In order to commemorate this occasion, Senator Robert Byrd of the U.S. Congress established “Constitution Day” with the passage of an amendment to the Omnibus spending bill.
Sam Houston State University philosophy professor Frank Fair said that Byrd has always had a great affection for the constitution, saying that he always carries a copy of it.
According to the Constitution Center website, “Federal law requires that all high schools, colleges and universities that receive federal funds hold an educational event about the Constitution.”
SHSU will respect this law by holding four “Constitution Day” presentations in the Lowman Student Center, room 320.
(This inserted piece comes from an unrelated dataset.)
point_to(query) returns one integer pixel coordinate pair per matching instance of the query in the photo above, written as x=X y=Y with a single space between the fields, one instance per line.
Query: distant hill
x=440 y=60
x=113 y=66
At 9:30 a.m., Dr. Tom Cox of the SHSU History Department will present “Regulating Rights: Federal Commerce Powers in American History.” Cox will discuss commerce powers and how it influences our everyday lives.
Whether it is alcohol sales, prostitution or drug laws, Cox said the presentation will “show some new ways on how the federal government controls our life.”
“It affects our lives in a lot of way,” he said.
At 11 a.m., Dr. William Carroll of the SHSU Political Science Department will present “Comparing Constitutions: Preambles as Statements of Regime Purpose and National Identity.”
Starting at 12:30 p.m. Dr. Jeff Littlejohn of the SHSU History Department will present “Religious Liberty: From the Constitution to the Culture Wars.”
Littlejohn said topics that will be covered include the Free Exercise Clause of the First Amendment, recent Supreme Court cases that deal with religion and state and government rules and regulations.
“The Bush administration faith- based initiatives and the right to pray at high school football games will also be discussed,” Cox said.
The last presentation of the day will be held at 2 p.m. Dr. Michael Vaughn of the SHSU College of Criminal Justice will present “Something to Celebrate: Fourth Amendment Liberties.”
While supplies last, a free copy of the Oxford University Press “The United States Constitution: What It Says, What It Means: A Hip Pocket Guide” will be given away to everyone that attends.
“It is extremely important to know about the legal framework that governs all our lives,” said Fair.
He reported that approximately 322 students attended the presentations last year. This year marks the 220th anniversary of the signing of the Constitution.
According to Fair, funding for the celebration is a collaborative effort between the political science department, history department, John De Castro, Dean of Humanities and Social Sciences, Provost Dr. David Payne, Vice President for Academic Affairs and the American Democracy Project of SHSU.